Это «ручное» управление экономикой при помощи парткомов, чекистов, «выдвиженцев» позволило сгладить возникший кризис, но еще глубже сделало разрыв между «старой» и «новой» Россией и постепенно привело к огосударствлению почти всех сторон общественной жизни.
Впрочем, в 1930 году выдвижение молодежи, рост рабфаков (с 1928 по 1932 год число мест в этих учебных организациях выросло с 50 тысяч до 285 тысяч), мобилизация рабочих-коммунистов в руководящий слой или на учебу (таких было 660 тысяч) обеспечивали кадровый резерв. Общее число рабочих-выдвиженцев за первую пятилетку достигло одного миллиона. Вместе со студенческой молодежью они стали новой интеллигенцией, «сталинской». Они шли на смену старым спецам и старым революционерам, которые логикой событий постепенно отодвигались на историческую окраину.

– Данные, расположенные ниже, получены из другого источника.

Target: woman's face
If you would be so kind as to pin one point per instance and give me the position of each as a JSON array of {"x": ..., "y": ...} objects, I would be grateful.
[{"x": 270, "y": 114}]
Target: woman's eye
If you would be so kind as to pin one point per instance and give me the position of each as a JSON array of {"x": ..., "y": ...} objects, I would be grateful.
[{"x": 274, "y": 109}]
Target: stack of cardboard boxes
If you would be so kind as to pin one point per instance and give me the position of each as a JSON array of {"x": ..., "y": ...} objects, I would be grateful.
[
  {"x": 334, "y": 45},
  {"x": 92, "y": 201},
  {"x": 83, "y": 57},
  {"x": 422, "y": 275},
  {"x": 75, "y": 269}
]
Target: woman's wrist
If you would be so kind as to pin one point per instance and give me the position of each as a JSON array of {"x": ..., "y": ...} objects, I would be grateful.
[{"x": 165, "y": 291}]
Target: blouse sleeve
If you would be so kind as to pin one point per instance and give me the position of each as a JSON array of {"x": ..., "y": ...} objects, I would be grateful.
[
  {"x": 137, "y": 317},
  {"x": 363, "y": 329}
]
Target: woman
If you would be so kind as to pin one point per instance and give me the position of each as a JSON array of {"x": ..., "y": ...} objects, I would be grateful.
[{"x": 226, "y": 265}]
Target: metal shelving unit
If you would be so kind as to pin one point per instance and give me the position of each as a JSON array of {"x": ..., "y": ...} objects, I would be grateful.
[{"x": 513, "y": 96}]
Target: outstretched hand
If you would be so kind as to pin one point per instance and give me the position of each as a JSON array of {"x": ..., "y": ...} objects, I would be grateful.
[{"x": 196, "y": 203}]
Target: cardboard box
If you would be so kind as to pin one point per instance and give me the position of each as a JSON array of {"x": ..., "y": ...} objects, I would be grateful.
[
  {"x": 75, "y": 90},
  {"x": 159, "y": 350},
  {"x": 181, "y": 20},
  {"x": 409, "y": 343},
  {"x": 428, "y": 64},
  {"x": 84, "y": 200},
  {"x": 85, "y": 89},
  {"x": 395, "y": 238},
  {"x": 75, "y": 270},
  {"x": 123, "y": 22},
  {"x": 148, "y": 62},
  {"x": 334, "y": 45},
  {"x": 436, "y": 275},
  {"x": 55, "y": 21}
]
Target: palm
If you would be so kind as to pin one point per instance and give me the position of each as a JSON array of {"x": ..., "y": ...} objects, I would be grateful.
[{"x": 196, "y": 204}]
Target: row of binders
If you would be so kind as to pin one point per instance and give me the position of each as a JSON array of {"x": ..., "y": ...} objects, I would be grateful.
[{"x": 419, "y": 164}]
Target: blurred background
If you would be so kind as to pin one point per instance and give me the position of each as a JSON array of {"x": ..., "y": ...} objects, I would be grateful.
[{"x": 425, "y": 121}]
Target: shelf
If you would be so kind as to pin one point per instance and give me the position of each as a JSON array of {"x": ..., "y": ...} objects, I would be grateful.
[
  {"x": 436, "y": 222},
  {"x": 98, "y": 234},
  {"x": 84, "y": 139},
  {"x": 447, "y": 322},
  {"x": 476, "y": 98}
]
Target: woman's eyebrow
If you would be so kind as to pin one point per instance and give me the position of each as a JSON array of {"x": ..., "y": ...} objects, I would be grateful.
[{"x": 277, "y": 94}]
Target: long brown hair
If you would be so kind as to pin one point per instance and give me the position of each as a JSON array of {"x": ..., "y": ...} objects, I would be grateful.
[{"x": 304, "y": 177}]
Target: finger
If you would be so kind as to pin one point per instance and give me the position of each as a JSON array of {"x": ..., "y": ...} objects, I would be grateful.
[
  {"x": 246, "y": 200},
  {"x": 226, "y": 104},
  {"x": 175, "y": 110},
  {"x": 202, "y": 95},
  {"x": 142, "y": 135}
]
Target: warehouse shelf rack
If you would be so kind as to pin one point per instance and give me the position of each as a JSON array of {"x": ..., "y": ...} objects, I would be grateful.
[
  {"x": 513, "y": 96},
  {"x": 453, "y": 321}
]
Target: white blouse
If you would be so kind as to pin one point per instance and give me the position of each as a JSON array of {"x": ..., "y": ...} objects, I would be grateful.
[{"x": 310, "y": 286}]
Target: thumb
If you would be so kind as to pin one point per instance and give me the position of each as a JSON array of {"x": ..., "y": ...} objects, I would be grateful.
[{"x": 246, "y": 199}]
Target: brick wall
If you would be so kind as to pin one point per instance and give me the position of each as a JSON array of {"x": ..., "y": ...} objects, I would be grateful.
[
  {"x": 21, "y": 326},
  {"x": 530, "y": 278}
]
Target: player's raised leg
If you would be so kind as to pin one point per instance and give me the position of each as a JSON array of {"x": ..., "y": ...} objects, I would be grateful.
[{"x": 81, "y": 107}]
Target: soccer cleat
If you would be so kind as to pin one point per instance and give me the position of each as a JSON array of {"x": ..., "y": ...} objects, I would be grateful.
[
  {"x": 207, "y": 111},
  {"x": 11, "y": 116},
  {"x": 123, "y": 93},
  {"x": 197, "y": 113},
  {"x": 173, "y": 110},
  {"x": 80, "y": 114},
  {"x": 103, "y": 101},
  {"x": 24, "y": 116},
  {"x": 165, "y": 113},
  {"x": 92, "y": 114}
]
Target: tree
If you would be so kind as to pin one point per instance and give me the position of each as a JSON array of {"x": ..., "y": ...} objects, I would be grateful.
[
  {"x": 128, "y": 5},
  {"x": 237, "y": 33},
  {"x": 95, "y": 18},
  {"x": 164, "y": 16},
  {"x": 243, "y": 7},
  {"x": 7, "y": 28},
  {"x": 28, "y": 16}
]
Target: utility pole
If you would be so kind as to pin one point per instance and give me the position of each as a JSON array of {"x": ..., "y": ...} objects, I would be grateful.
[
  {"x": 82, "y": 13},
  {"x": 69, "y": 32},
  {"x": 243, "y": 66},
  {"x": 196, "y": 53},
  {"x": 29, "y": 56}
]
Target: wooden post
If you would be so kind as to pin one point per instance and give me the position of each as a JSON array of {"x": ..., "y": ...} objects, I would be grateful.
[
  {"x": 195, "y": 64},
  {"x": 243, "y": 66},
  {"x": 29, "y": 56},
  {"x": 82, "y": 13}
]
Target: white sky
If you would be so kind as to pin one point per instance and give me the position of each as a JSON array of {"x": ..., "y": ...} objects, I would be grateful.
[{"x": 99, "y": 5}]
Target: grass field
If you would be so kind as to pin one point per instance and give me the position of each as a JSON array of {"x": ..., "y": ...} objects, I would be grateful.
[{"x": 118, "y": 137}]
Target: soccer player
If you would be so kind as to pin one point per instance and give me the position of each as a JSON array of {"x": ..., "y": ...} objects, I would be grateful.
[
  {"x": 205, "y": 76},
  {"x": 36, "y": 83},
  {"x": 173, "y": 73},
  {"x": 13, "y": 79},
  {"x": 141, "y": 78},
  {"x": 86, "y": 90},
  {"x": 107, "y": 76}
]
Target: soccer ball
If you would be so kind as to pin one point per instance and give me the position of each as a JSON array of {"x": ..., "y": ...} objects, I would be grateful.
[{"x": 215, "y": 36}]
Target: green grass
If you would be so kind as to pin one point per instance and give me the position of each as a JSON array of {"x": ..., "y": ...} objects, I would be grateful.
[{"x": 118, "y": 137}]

Начиная с 1930 года в стране происходило великое переселение народа. Социальные лифты неслись вверх. Крестьяне, еще вчера жившие в ощущении Вечности, должны были овладеть азами совсем другой жизни и подчиниться суровым законам индустриальной гонки на выживание. Они оставались «полуперсонами», как когда-то их назвал К. П. Победоносцев, индустриальной гонки и не могли так быстро, как требовалось, приспособиться к дисциплине, технологическим нормам, социальным требованиям.
Среди вчерашних пахарей росли хулиганство, анархия, производственный травматизм, выпуск бракованной продукции, прогулы, текучка кадров. Как следствие социального ускорения, производительность труда в 1928–1930 годах упала на 28 процентов.
Эти обстоятельства быстро заставили Сталина пересмотреть свои взгляды на возможность только идейного воздействия на новобранцев индустрии.